Zsimilarity {IMIFA} | R Documentation |
Summarise MCMC samples of clustering labels with a similarity matrix and find the 'average' clustering
Description
This function takes a Monte Carlo sample of cluster labels, computes an average similarity matrix and returns the clustering with minimum mean squared error to this average. The mcclust
package must be loaded.
Usage
Zsimilarity(zs)
Arguments
zs |
A matrix containing samples of clustering labels where the columns correspond to the number of observations (N) and the rows correspond to the number of iterations (M). |
Details
This function takes a Monte Carlo sample of cluster labels, converts them to adjacency matrices, and computes a similarity matrix as an average of the adjacency matrices. The dimension of the similarity matrix is invariant to label switching and the number of clusters in each sample, desirable features when summarising partitions of Bayesian nonparametric models such as IMIFA. As a summary of the posterior clustering, the clustering with minimum mean squared error to this 'average' clustering is reported.
A heatmap of z.sim
may provide a useful visualisation, if appropriately ordered. The user is also invited to perform hierarchical clustering using hclust
after first converting this similarity matrix to a distance matrix - "complete" linkage is recommended. Alternatively, hc
could be used.
Value
A list containing three elements:
z.avg |
The 'average' clustering, with minimum squared distance to |
z.sim |
The N x N similarity matrix, in a sparse format (see |
MSE.z |
A vector of length M recording the MSEs between each clustering and the 'average' clustering. |
Note
The mcclust
package must be loaded.
This is liable to take quite some time to run, especially if the number of observations &/or number of iterations is large. Depending on how distinct the clusters are, z.sim
may be stored better in a non-sparse format. This function can optionally be called inside get_IMIFA_results
.
Author(s)
Keefe Murphy - <keefe.murphy@mu.ie>
References
Carmona, C., Nieto-barajas, L. and Canale, A. (2018) Model based approach for household clustering with mixed scale variables. Advances in Data Analysis and Classification, 13(2): 559-583.
See Also
get_IMIFA_results
, simple_triplet_matrix
, hclust
, hc
, comp.psm
, cltoSim
Examples
# Run a IMIFA model and extract the sampled cluster labels
# data(olive)
# sim <- mcmc_IMIFA(olive, method="IMIFA", n.iters=5000)

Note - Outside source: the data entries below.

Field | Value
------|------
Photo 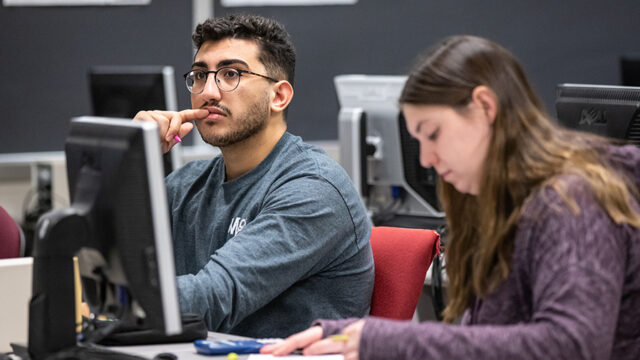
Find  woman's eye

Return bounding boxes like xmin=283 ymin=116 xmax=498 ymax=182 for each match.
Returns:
xmin=428 ymin=128 xmax=439 ymax=141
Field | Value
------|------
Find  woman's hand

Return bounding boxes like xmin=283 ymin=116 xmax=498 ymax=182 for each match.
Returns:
xmin=260 ymin=320 xmax=365 ymax=360
xmin=260 ymin=325 xmax=323 ymax=356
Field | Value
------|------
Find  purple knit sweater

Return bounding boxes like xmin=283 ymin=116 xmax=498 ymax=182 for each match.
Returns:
xmin=317 ymin=145 xmax=640 ymax=359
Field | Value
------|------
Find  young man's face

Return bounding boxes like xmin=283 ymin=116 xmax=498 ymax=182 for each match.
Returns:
xmin=190 ymin=38 xmax=274 ymax=148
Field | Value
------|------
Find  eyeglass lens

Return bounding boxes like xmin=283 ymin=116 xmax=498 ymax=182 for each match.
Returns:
xmin=186 ymin=68 xmax=241 ymax=93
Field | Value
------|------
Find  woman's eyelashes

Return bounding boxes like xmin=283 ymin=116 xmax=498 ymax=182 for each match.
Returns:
xmin=428 ymin=128 xmax=440 ymax=141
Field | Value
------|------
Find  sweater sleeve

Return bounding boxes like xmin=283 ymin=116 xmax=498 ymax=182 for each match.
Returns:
xmin=314 ymin=318 xmax=361 ymax=336
xmin=175 ymin=175 xmax=371 ymax=332
xmin=355 ymin=178 xmax=629 ymax=359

# zs <- sim[[1]][[1]]$z.store
# Get the similarity matrix and visualise it
# zsimil <- Zsimilarity(zs)
# z.sim <- as.matrix(zsimil$z.sim)
# z.col <- mat2cols(z.sim, cols=heat.colors(30, rev=TRUE))
# z.col[z.sim == 0] <- NA
# plot_cols(z.col, na.col=par()$bg); box(lwd=2)
# Extract the clustering with minimum squared distance to this
# 'average' and evaluate its performance against the true labels
# table(zsimil$z.avg, olive$area)
# Perform hierarchical clustering on the distance matrix
# Hcl <- hclust(as.dist(1 - z.sim), method="complete")
# plot(Hcl)
# table(cutree(Hcl, k=3), olive$area)